LONDON (Reuters) - The explosion in volatility that sent stock markets into a tailspin this week is a wake-up call for investors who had grown far too complacent that the “Goldilocks” good times would never end.
But talk of “crisis” is premature. For that to unfold, currency and bond markets need to be rocked by a similar surge in volatility. And so far, that hasn’t happened.
Real market crises tend to be characterized by financial stress that sparks strong demand for U.S. dollars and U.S. Treasury bonds. Foreign exchange and interest rate volatility shoot up, just as we saw this week with equity volatility.
That’s how it played out in the dotcom bust, Lehman’s collapse and the euro zone debt crisis, the last three occasions where Wall Street fell 20 percent or more, episodes which arguably justify the label “crisis”.
But although Wall Street had its biggest fall since 2011 and the VIX index of implied U.S. stock market volatility had its biggest rise on record, that’s not how it has played out this week.
U.S. bond market volatility rose to its highest since April last year as the 3-month Merrill Lynch ‘Mermove’ index jumped 4.4 points on Tuesday, its biggest one-day rise since December 2016. But to put that in context, it has risen by that magnitude 28 times in the last five years.
U.S. bond market volatility reut.rs/2s9Kg4I
Similarly, dollar volatility hit its highest level since September with the biggest one-day increase on Tuesday since May last year.
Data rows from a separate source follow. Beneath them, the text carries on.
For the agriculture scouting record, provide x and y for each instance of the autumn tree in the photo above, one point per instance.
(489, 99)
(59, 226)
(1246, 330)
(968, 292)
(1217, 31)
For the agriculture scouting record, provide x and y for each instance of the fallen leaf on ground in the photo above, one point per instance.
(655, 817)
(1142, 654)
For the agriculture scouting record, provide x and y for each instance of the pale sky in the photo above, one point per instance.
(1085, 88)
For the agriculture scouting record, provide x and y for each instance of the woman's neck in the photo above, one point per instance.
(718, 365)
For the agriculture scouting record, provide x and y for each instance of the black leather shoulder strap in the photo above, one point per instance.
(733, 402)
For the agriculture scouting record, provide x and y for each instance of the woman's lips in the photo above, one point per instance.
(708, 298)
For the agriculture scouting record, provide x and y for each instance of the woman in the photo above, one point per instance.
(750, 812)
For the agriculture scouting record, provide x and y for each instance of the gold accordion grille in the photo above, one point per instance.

But the rise of 0.48 points was hardly uncharted territory for investors, who have seen it on no fewer than 37 other occasions over the last five years.
Perhaps even more significant was the complete lack of churn in the cross currency basis market. This measures the cost to companies and financial institutions of swapping foreign currency into U.S. dollars without the exchange rate risk, and is widely seen as a key gauge of banking and financial stress.
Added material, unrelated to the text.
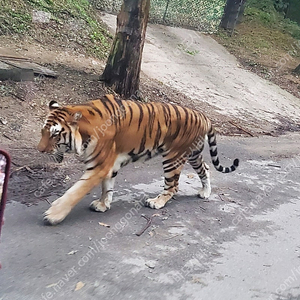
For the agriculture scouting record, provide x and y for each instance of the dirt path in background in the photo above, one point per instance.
(202, 69)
In times of stress, such as 2008 or 2011, a surge in demand for dollars “widens the basis”. But in the last week, even though speculators and other investors are heavily short dollars, the dollar/yen basis barely moved and the euro/dollar basis actually narrowed.
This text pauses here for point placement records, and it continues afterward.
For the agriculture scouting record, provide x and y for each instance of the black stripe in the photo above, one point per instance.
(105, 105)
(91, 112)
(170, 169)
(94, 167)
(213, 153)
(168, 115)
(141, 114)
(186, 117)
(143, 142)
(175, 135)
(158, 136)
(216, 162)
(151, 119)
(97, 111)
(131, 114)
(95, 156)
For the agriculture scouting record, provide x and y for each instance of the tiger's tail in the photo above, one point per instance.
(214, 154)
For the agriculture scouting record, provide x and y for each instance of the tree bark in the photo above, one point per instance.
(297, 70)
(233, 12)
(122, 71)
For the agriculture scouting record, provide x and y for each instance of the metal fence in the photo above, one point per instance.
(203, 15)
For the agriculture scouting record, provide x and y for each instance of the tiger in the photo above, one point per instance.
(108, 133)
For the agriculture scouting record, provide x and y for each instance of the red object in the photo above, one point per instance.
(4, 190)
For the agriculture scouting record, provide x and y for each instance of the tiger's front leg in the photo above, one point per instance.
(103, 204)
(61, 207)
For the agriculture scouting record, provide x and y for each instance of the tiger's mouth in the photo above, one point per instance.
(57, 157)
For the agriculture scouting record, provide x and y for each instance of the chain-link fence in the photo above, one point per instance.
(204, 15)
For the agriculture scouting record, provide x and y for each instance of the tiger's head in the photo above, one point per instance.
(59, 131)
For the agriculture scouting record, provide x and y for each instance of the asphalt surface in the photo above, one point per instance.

Euro/dollar cross currency (long-term chart) reut.rs/2EqfGss
Euro/dollar cross currency (short-term chart) reut.rs/2seQuk6
As UBS analysts point out, the equity market volatility of the last few days failed to spark a rush to cover these short dollar positions.
“Neither options skew in (funding currencies) like the yen or Swiss franc, nor basis swaps are deteriorating, as they do in periods where growth or funding fears deepen. Volatility is well behaved across both major and emerging currencies,” they wrote.
Why is this?
It is probably a combination of factors. Banks have reduced their reliance on wholesale funding, which was at the root of the 2008 crash. The world’s major central banks have pumped trillions of dollars of QE stimulus into financial markets since 2009. They’ve also set up dollar swap arrangements between themselves.
Taken together, that may have softened the damage to rates and currencies from stock market turmoil, and made any dollar shortage less acute than otherwise might have been the case.
But as Standard Bank’s Steve Barrow points out, the outstanding amount of FX swaps/forwards and currency swaps in the global financial system is almost $60 trillion, more than 90 percent of which is in U.S. dollars.
That’s a lot of reliance on dollar funding and a potentially huge scramble for dollars should the need arise, which would almost certainly widen the dollar basis.
That’s what happened during the Lehman-triggered crash in 2008, when Wall Street plunged 50 percent between Sept. 2008 and March 2009, and the 20-percent slide in stocks in late 2011 when the euro zone crisis was at its zenith.
Implied 1-month volatility in the euro/dollar exchange rate also jumped during those episodes, reaching 26 percent in 2008 and topped 18 percent in 2011.
The period that saw the third highest level of euro/dollar volatility in the single currency’s 19-year history was the dotcom collapse in late 2000, when it hit 17 percent. It did rise this week but no higher than 9 percent.
So far, market tremors have been confined to stocks. But investors could do worse than keep a close eye on FX and fixed income volatility for signs a broader earthquake is coming.
(The opinions expressed here are those of the author, a columnist for Reuters.)